9/11 happened on Bush's watch, even though he was warned. We pointed out at the time that the least Bush and Rice could have done was raise a security alert and order airports to take special precautions to prevent hijackings, but they did nothing -- absolutely nothing.
One of the most tragic failings of the corporate press was that when confronted with the August briefing and other warnings of Al Qaeda preparing to launch attacks on U.S. soil prior to 9/11 -- including the pleading of Robert Clarke -- Rice and Bush claimed that if they had been warned of intended efforts to fly planes into buildings that they would have taken precautions. The White House "press corps" stenographers nodded and told us that this excuse made sense.
But we pointed out then, so many years ago, that it made no sense whatsoever. The way to try and prevent airplane hijackings that end up in suicide attacks on buildings is the same way you prevent hijackings in general: you stop them at the airport. You can't construct magic shields around buildings. So Bush and Rice were let off by the mainstream media, even though their incompetence (or worse) resulted in no action being taken to stop the hijackings, even though the title of the August briefing was about planned hijackings, as Rice was forced to concede in Congressional testimony.
So, anyone who doesn't believe that anthrax attacks that originated with U.S. government-created, bio-warfare weapons grade anthrax, could have been part of an effort to move Congress and the American people toward war for oil and empire, as well as toward a tsarist level of "unitary executive" authority, well anyone who doesn't believe that the anthrax attacks might have been part of Dick Cheney's "dark shadow" planning is ready to audition for Pollyanna.
Oh, and did we mention the recent Seymour Hersh revelation that Cheney and some White House staff members recently spent some time brainstorming how to provoke Iran into war, including "false flag" operations? We wrote about that in a recent BuzzFlash editor's blog.

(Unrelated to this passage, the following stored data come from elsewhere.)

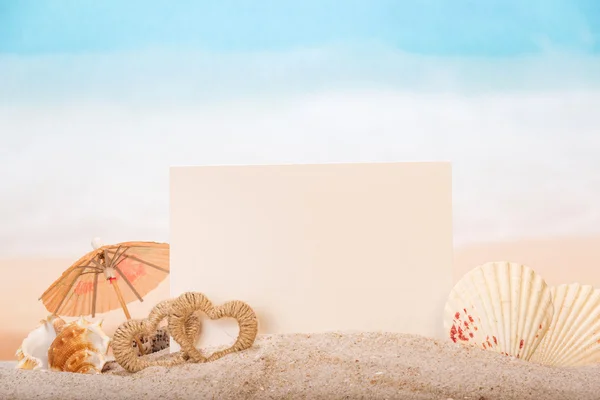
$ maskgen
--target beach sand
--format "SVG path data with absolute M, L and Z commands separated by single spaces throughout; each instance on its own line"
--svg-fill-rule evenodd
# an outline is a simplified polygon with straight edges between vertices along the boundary
M 151 357 L 171 357 L 156 353 Z M 556 368 L 413 335 L 264 335 L 207 364 L 102 375 L 0 369 L 9 399 L 600 399 L 600 366 Z

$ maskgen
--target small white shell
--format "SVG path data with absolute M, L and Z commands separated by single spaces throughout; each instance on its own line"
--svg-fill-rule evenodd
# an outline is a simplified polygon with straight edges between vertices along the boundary
M 40 321 L 40 325 L 27 335 L 17 349 L 17 368 L 48 369 L 48 349 L 64 324 L 65 321 L 56 315 Z
M 554 317 L 531 361 L 554 366 L 600 362 L 600 290 L 578 283 L 551 289 Z
M 468 272 L 444 310 L 450 339 L 529 360 L 553 315 L 550 288 L 531 268 L 491 262 Z

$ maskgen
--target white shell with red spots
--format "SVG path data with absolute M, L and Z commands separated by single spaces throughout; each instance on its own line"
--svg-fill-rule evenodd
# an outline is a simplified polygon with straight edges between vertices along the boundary
M 531 361 L 554 366 L 600 362 L 600 290 L 572 283 L 551 288 L 554 316 Z
M 454 286 L 444 310 L 444 328 L 456 342 L 529 360 L 553 316 L 552 295 L 531 268 L 491 262 Z

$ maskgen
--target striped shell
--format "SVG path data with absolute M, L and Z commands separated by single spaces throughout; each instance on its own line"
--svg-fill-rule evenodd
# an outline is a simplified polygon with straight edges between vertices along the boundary
M 52 371 L 84 374 L 101 373 L 106 363 L 110 338 L 102 331 L 102 321 L 83 318 L 65 325 L 48 350 Z
M 600 362 L 600 290 L 572 283 L 552 288 L 554 317 L 531 361 L 553 366 Z
M 552 321 L 550 288 L 531 268 L 491 262 L 468 272 L 444 310 L 451 340 L 529 360 Z

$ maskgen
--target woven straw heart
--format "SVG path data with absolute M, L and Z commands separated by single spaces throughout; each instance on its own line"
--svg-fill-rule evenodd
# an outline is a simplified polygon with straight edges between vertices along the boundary
M 178 365 L 187 360 L 185 354 L 180 353 L 178 357 L 171 360 L 149 360 L 147 356 L 138 357 L 136 349 L 133 347 L 133 340 L 140 335 L 148 335 L 155 332 L 158 325 L 168 318 L 171 313 L 173 300 L 165 300 L 158 303 L 148 318 L 144 320 L 129 320 L 121 324 L 113 335 L 112 348 L 115 361 L 129 372 L 138 372 L 144 368 L 152 366 L 172 366 Z M 198 317 L 190 318 L 188 330 L 190 340 L 195 338 L 200 331 L 201 323 Z
M 212 320 L 234 318 L 240 327 L 235 343 L 210 356 L 202 355 L 195 346 L 195 339 L 201 327 L 200 319 L 195 315 L 197 311 L 205 313 Z M 147 360 L 145 357 L 138 357 L 132 345 L 133 338 L 139 334 L 156 331 L 164 318 L 168 319 L 169 333 L 181 347 L 181 352 L 177 357 L 168 360 Z M 234 300 L 215 307 L 202 293 L 187 292 L 176 299 L 158 303 L 145 320 L 123 323 L 113 336 L 112 347 L 115 361 L 127 371 L 137 372 L 150 366 L 173 366 L 186 361 L 214 361 L 227 354 L 250 348 L 257 333 L 256 314 L 246 303 Z

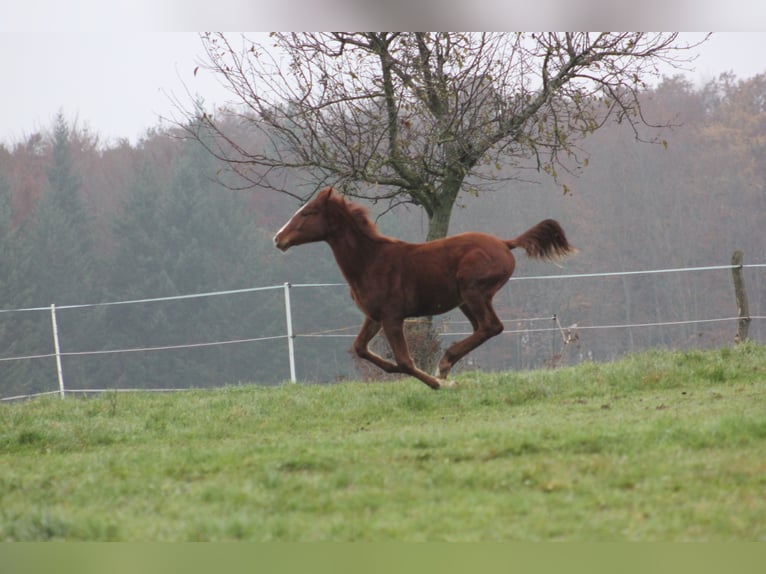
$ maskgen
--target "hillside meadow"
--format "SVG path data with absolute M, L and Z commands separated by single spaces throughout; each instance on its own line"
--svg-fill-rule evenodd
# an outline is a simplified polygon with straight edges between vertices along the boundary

We don't generally get into conspiracy theories, because by their very nature they are theories for which factual evidence doesn't exist. If the corroborating details are there, then it isn't a theory; it's fact.
Saying the WH, particularly Cheney, were likely behind the anthrax attacks may still fall into the category of conspiracy theory. But if I were a betting man, I think that you can probably safely move that conspiracy theory into the column of fact.